赤字路線への内部補助は
赤字額だけで判断すべきではない

 今後、内部補助をめぐり検討会の内外で展開されるJRと地方の対立が定期的に報じられるだろうが、内部補助を赤字の観点だけで語ると話がおかしくなることには注意が必要だ。

 JR東日本が10月27日に発表した「ご利用の少ない線区の経営情報(2024年度分)」によれば、災害などで長期運休した路線を除く輸送密度2000人/日未満の34路線63線区のうち、輸送密度が最小だったのは花輪線(荒屋新町~鹿角花輪間)の68人/日で、赤字額は約6.4億円だった。

 一方、赤字額が最大だったのは輸送密度1444人/日の羽越本線(村上~鶴岡間)で約55億円。続いて1261人/日の奥羽本線(東能代~大館間)の約34億円、1792人/日の常磐線(いわき~原ノ町間)の約33億円だった。

 これらは特急列車や貨物列車が走る重要線区だが、赤字額だけを問題視するのであれば、輸送規模が小さいため赤字額も少ない超閑散ローカル線より優先して廃止しなければならなくなる。これでは知事側の意見を引用するまでもなく、本末転倒である。

 また、輸送密度2000人/日以上の路線収支は公表されていないが、北関東や甲信越などの近郊ローカル線も多くが赤字だろう。これらの路線は、収支は赤字でもバスなど自動車交通では運びきれない輸送量があるため、鉄道として維持する必要がある。つまり赤字であるかどうかと、その額は、鉄道の存廃を決定する要素ではない。

 各地で法定または任意の協議会で、路線存廃の前提を置かない議論が始まっているが、JR側は共通して「赤字だから廃止しようというのではなく、鉄道としての特性を発揮できなくなっているから見直しが必要」であると強調している。
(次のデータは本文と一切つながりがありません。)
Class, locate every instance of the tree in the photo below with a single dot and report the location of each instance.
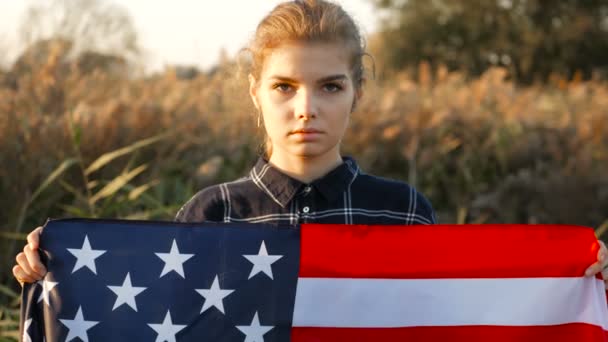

 これが建前を多分に含む主張であることは否定しないが、同時に本音であるのも事実だ。鉄道とは大量・高速交通機関であり、そのために重厚長大な設備を有している。半面、コストが高く、ルート設定の自由度が低いため、特定区間のまとまった輸送量がなければかえって非効率な輸送機関である。

 JR東日本はヒアリングにて「鉄道が役割を発揮できる地域においては、まちづくりとの相乗効果による地域活性化の可能性が大きい」が、「鉄道以外のモビリティと地域活性化施策の組み合わせにより、効果があげられる地域もあるのではないか」として、鉄道の役割を発揮できるか否かが重要な論点になると表明している。